Percentage of each aminoacid in fasta file
3
0
Entering edit mode
10.0 years ago
j.cardeira • 0

Hello everyone,

I'm completely new to Python, but I have to do something that is pretty basic.

I have a fasta file from which I need to count the percentage of each aminoacid (in all sequences in the file).

How can I select only the sequences (not the names or descriptions) and turn it into a string or a list?

And how can I, for instance, select only one aminoacid (lets say the 10th) from each sequence?

Thanks everyone

fasta python aminoacid • 6.9k views
1
Entering edit mode
10.0 years ago
xbello ▴ 20

I will use Biopython.

from Bio import SeqIO
seq_list = []
for record in SeqIO.parse("sample.fasta", "fasta")
# The sequence is in the seq attribute of the record
print record.seq
# Print only the 10th character
print record.seq[9]
# Add the sequences to a list
seq_list.append(record.seq)
# Turn the list into a string
single_seq = "".join(seq_list)

0
Entering edit mode

Adding to this reply (which is the only one actually answering the OP's question about Python code), you can calculate the percentages directly without converting the sequences to a list and then operate on these.

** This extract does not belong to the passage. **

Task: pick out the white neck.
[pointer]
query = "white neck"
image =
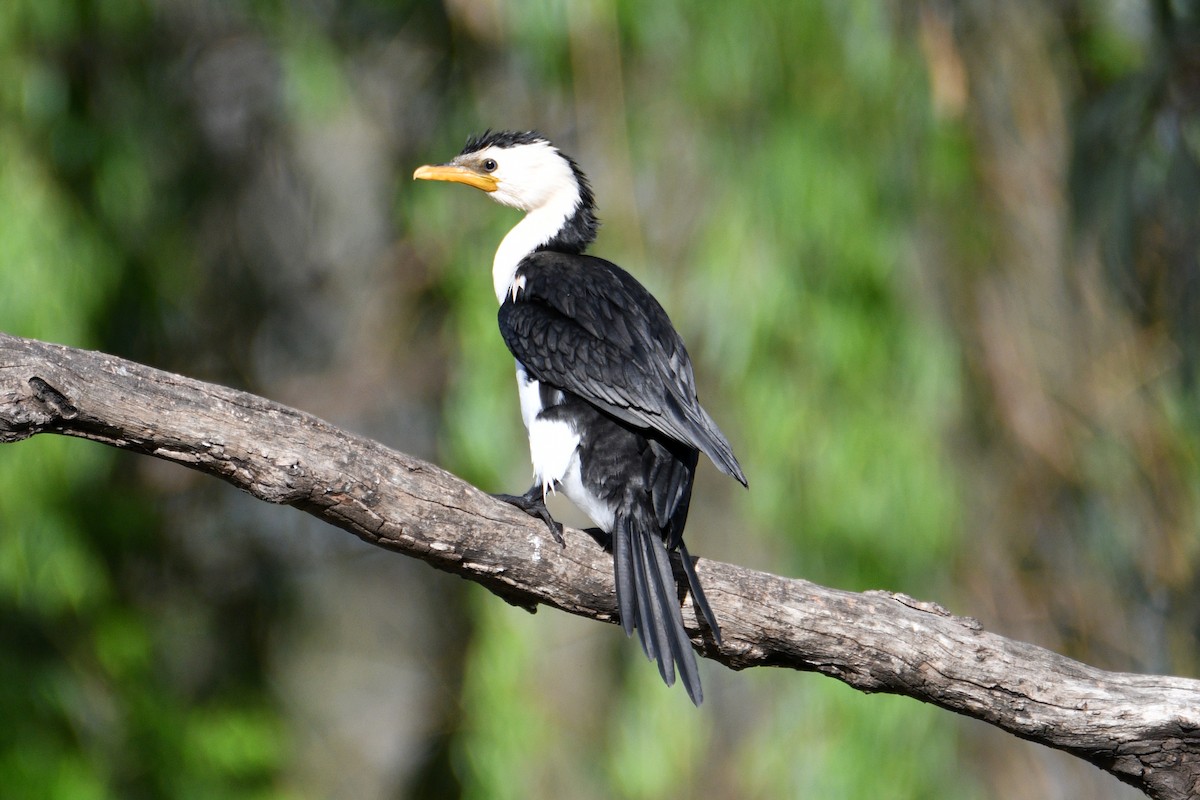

1. Create a dictionary that holds all twenty amino acids (and gaps if you need them) associated to 0s:

aa_count = { 'A': 0, 'C': 0, ... etc etc...}

2. Iterate over the sequences using SeqIO (by the way, here is a link to the tutorial page, which is full of examples), just like @xbello mentioned.
3. For each sequence, iterate over it (it's a string) and simply increment the counts:

sequence = record.seq
for aa in sequence:
aa_count[aa] += 1


At the end, you should have the total amount of each residue. The sum of the entire dictionary values gives you the total of amino acids in the entire file. Then calculate your averages. If you want to do this per sequence, just place the dictionary inside the for loop so that it is created at each iteration (i.e. each new sequence, all counters reset).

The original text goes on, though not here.